Vices
I think I spelled that right. Vices. Those little addictions we have that help us cope with our stressful lives. I thought of this because it is about the 1 year anniversary of the day I quit smoking. I forgot the exact date, but I remember is it was towards the middle of January 2005. I suppose I should be happy, but it's a small victory. I had one of my worst cravings just this past weekend. Goddamn tobacco companies!!! That's a might powerful addiction. It's like being a recovery alcoholic or someone who was addicted to an illegal street drug. I will always struggle with this. I have overcome the physical, chemical dependency, but it's the behavior that stays with me. It became so much a part of my identity that I had to relearn how to act. That is why they tell teenagers not to start. Don't ever start, EVER! I wish I could go back in time to the first 4 or 5 times I tried cigarettes (it took a few tries before it stuck) and slap the hell out of myself a few hundred times. 15 year old idiot. My father had been a smoke for years, and quit when I was about 10 years. He quit because everytime he would I light one I would complain and cry and basically ruin any chance of him actually enjoying the cigarette. Ironic, I know.
I know there are some people who are able to smoke socially, or only a few times a week. But for the majority of smokers I know, it's a daily habit. An expensive, unhealthy, stinky addiction.

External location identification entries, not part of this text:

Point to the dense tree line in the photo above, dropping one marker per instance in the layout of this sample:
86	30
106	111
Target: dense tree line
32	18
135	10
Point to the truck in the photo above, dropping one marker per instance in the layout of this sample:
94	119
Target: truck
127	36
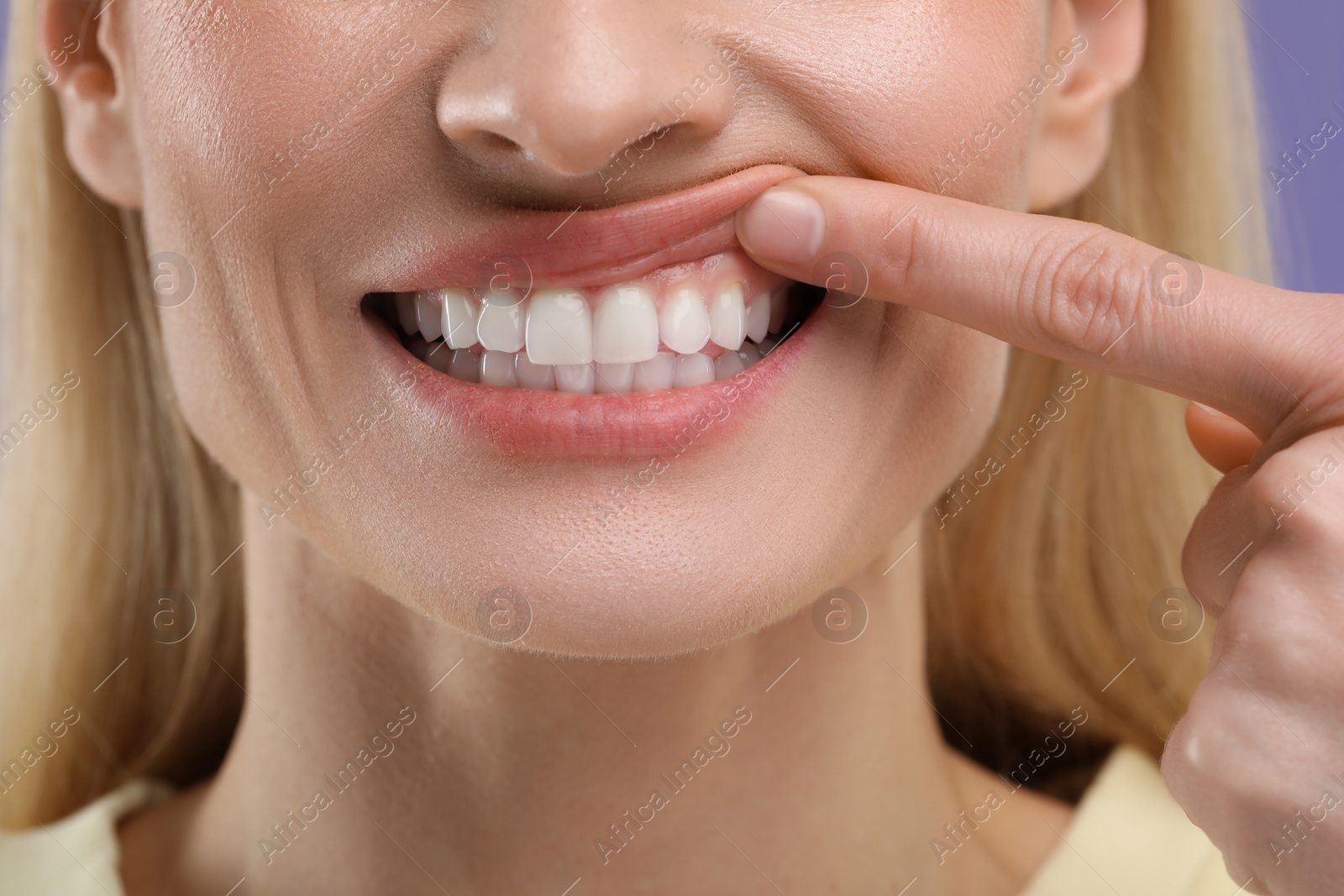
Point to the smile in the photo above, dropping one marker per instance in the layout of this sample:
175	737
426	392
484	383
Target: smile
678	327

For me, I did most of my smoking in the car or in the evenings to wind down after work. I was at about a pack a day. Crazy.
After a 4 year self imposed prohibition I recently decided to let myself start drinking a little alcohol, only to find that I have pretty much lost a taste for it. I went for my standard Heinekin, but it tasted nasty. I had to sip it slow and try to convince myself that I was enjoying it. I had a few glasses of wine and champagne during the holidays, but it didn't feel right. I have virtually no tolerance anymore and I don't like getting drunk, so I didn't drink more that half a glass. The truth is, I prefer a lemon flavored Lipton Iced Tea to a beer any day. Hm.
I had a point when I first started this post but it escapes me now.... Oh yeah. I want a cigarette. Damn it.
That is all.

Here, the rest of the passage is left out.